Uncategorized May 12, 2021

Recently I read a book entitled “Courage To The Healed” by Mark Rutland. The book describes how true inner healing happens through the power of the Holy Spirit and Christian counseling. He shares stories from counselors and clients of how people faced things from their past and learned to let go of bitterness to find healing.

Rutland deals with five toxins that affect our lives along with the pathway to deal with each one. Every toxin has a throne that needs specific therapy to reach the goal. Here is a chart that shows this.

We have a Wonderful Counselor who wants us healed and whole. Here is my summary of each one of the toxins and how we can recover from each one. 

The Toxin of Shame

Dr. Rutland offers an example of a young boy who was raped when he was fourteen. He had lived a life suppressing his shame, and it was affecting his work and his marriage. Shame leaves unworthiness in its wake. He describes shame as the most destructive of all negative emotional forces. There are two principal reactions in lives wounded by shame. The first is a defeatist attitude; the other response is combativeness. 

Shame lies to us; thus, its throne is deception. As long the sufferer believes the lie, shame is strengthened. What is needed is truth. Truth is what unseats deception and helps heal us from the toxin of shame. Once deception is unseated, the goal is to integrate our lives. Shame causes us to compartmentalize, which fractures our lives in the process. The contents of each compartment are not always consistent. The goal is integration, so we have whole lives, not multiple inconsistent compartments. 

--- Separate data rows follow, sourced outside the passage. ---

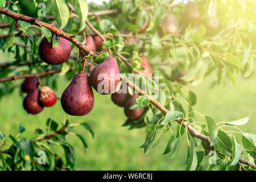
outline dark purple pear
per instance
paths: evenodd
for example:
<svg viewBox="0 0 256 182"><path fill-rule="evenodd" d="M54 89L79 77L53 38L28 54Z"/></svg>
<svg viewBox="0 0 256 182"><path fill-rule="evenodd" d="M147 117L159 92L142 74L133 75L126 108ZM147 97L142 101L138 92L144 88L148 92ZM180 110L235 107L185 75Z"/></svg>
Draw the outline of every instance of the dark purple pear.
<svg viewBox="0 0 256 182"><path fill-rule="evenodd" d="M63 110L70 115L84 115L92 111L94 96L86 73L80 72L73 78L62 94L61 102Z"/></svg>
<svg viewBox="0 0 256 182"><path fill-rule="evenodd" d="M144 111L143 108L135 110L130 109L129 107L136 102L136 98L139 96L138 93L130 96L127 99L125 105L125 114L129 119L137 119L142 115Z"/></svg>
<svg viewBox="0 0 256 182"><path fill-rule="evenodd" d="M36 77L26 78L22 82L21 88L24 92L28 93L38 86L38 80Z"/></svg>
<svg viewBox="0 0 256 182"><path fill-rule="evenodd" d="M89 36L86 38L86 42L84 44L86 46L92 51L96 51L96 45L95 44L94 40L92 36Z"/></svg>
<svg viewBox="0 0 256 182"><path fill-rule="evenodd" d="M120 82L117 60L113 57L106 58L93 68L90 74L90 83L102 94L115 92Z"/></svg>
<svg viewBox="0 0 256 182"><path fill-rule="evenodd" d="M28 113L36 114L41 112L44 107L39 102L40 90L38 88L28 93L24 98L23 107Z"/></svg>
<svg viewBox="0 0 256 182"><path fill-rule="evenodd" d="M63 31L61 29L58 28ZM53 38L53 36L52 36ZM71 53L71 47L68 40L61 38L59 45L53 48L52 41L49 43L44 36L39 45L39 53L42 60L49 64L60 64L67 61Z"/></svg>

The Toxin of Unforgiveness

Unforgiveness is seated in legalism. He defines legalism as “a worldview that sees all life’s outcomes as a product of cause and effect, of if-then propositions.” You can be legalistic about anything. It is not just rooted in religion. All unforgiveness is seated in the sense of justice, and all justice is seated in law. 

The therapy that is needed is grace. Receiving grace and granting grace destroys legalism. He tells us that grace lets God run the universe His way. Grace wants sinners to be healed, not destroyed. God is more concerned with people than law. Learning that forgiveness happens solely in the offended is a huge step in overcoming this toxin. My forgiveness does nothing for those I forgive. It heals me. 

The Toxin of Rejection

Rejection is seated in doubt. Some doubts are inflicted while others are inborn. Rejection is more than being left out. It becomes a conviction. Rejection is a question, not a statement, and that question is, What is wrong with me? Doubt is the throne of rejection. Doubt gets its power from a lie, and that lie is, “something is wrong with and unlovable about me.

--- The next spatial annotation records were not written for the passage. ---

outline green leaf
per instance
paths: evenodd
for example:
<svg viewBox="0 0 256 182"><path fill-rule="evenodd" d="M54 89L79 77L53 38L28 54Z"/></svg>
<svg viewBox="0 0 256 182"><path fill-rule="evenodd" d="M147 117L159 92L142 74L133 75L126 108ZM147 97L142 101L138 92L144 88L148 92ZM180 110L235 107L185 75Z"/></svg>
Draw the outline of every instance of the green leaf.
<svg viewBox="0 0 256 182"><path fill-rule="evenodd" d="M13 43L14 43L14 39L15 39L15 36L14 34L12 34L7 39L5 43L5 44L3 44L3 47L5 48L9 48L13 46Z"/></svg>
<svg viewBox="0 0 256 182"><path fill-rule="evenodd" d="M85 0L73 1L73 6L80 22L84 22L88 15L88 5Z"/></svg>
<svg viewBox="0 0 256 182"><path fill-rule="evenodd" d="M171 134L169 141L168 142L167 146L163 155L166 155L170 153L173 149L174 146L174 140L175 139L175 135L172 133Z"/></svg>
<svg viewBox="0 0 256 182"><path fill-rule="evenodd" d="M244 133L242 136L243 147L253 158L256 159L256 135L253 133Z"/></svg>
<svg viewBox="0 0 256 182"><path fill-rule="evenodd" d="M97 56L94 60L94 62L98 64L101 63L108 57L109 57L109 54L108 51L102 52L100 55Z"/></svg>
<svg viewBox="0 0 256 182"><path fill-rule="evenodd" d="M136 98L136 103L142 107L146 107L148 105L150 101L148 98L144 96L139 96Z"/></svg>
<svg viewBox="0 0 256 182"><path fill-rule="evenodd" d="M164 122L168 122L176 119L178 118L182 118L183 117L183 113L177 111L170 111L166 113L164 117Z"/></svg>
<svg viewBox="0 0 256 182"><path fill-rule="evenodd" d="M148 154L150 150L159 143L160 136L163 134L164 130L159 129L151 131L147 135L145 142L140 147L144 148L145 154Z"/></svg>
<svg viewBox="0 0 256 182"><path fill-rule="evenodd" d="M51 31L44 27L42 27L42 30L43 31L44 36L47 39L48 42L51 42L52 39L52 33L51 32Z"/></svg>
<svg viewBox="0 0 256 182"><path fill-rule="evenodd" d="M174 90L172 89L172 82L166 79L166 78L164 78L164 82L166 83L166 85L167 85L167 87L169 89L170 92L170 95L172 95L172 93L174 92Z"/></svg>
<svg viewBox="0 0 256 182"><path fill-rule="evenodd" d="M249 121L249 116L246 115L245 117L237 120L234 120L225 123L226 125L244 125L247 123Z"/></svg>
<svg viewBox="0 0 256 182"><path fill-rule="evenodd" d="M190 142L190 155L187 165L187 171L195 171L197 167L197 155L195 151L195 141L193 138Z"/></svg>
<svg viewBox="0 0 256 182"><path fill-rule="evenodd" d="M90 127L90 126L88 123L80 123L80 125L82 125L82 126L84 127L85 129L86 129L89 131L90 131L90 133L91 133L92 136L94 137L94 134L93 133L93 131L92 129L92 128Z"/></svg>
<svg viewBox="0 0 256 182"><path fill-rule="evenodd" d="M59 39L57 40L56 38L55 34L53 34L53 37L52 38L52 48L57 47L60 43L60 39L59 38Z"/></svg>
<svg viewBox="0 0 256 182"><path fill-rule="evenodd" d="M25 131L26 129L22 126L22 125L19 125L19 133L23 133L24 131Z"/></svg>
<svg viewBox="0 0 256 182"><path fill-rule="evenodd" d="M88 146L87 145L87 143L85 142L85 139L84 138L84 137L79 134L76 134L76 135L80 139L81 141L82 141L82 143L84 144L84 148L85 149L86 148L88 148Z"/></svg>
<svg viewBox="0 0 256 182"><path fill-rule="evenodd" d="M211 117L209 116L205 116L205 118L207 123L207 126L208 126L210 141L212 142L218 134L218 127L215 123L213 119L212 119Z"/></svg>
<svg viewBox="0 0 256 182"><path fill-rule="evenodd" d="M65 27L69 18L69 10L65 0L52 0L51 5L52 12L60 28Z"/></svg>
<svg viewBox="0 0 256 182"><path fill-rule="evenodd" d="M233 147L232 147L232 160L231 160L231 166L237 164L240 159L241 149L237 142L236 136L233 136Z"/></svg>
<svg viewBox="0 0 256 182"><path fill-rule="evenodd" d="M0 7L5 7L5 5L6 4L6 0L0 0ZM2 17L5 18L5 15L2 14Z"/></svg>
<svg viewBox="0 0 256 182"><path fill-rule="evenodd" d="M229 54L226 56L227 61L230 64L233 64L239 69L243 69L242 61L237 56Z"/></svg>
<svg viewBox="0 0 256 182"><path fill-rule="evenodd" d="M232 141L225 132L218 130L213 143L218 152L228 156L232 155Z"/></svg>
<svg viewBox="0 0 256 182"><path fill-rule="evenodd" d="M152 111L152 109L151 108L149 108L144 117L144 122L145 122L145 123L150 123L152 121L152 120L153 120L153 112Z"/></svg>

The therapy is trust. Rejection is a slow, long-term wound. Therefore the healing process of trust can take time. The healing is necessary because wounded humanity wounds wounded humanity. The goal is to learn acceptance. Learn to trust the character of God, and He accepts us. We must realize that we are acceptable. No one can reject someone whom God has accepted. 

The Toxin of Condemnation

Rutland states that “Condemnation is a powerful inner wound. Self-loathing, even self-destructive impulses, are rooted in condemnation.” The cycle is reinforced by idolatry. We believe that our wound is bigger than God or bigger than what God can heal. Our wound becomes our idol. Condemnation is a toxic kind of idolatry that puts the way I feel or believe ahead of what God says. 

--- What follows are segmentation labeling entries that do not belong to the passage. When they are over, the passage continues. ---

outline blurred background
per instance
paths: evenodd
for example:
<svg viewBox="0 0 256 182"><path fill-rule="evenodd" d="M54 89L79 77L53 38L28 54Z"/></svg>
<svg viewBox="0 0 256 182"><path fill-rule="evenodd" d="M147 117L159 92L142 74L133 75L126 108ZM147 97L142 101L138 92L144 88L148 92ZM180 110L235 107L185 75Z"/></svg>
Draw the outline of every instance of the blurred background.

The therapy for condemnation is worship. Worship restores perspective. By restoring perception, a worshipping life becomes a more balanced life. He mentions three aspects of worship that can be life-changing: gratitude, humility, and other-centered living. Worship is by definition other-centered, or, more precisely, Other-centered. One of the counselors in the book says, “Worship doesn’t rid the world of idiots. It heals the people who need to learn how to live constructively in a world full of idiots.”

The Toxin of Fear

Fear is seated in pain. He says that future pain, dreaded pain, finds its horror in either memory or imagination or both. The interesting thing about pain is that we cannot remember how it felt when it was happening. We cannot forget the hurt. But fear does not always flow out of pain. Sometimes it flows out of our imagination. Many of our fears are nothing more than our imagination leaving us debilitated. 

The therapy is love. Love heals painful memories where fear is anchored. This is not just any love, but perfect love. Fear attaches itself to our lives. Love is what casts it out. When fear is cast out, hope can blossom. Hope is like springtime at the end of winter. Without hope, despair sets in, and we become less resistant to the struggles of life. Rutland reminds us that “the truth that heals our fears is not the end of pain. There is pain in life; it is true. Pain-free living is a false hope. It is not the end of pain that sets me free. What sets me free is love that casts out fear.”

If you are struggling with any of these issues, I highly recommend “Courage To Be Healed” as a part of your healing journey. Don’t fall into the trap of believing that life is good, but God is hard. Life is hard. Sometimes even painful. But God is good, and we can trust Him.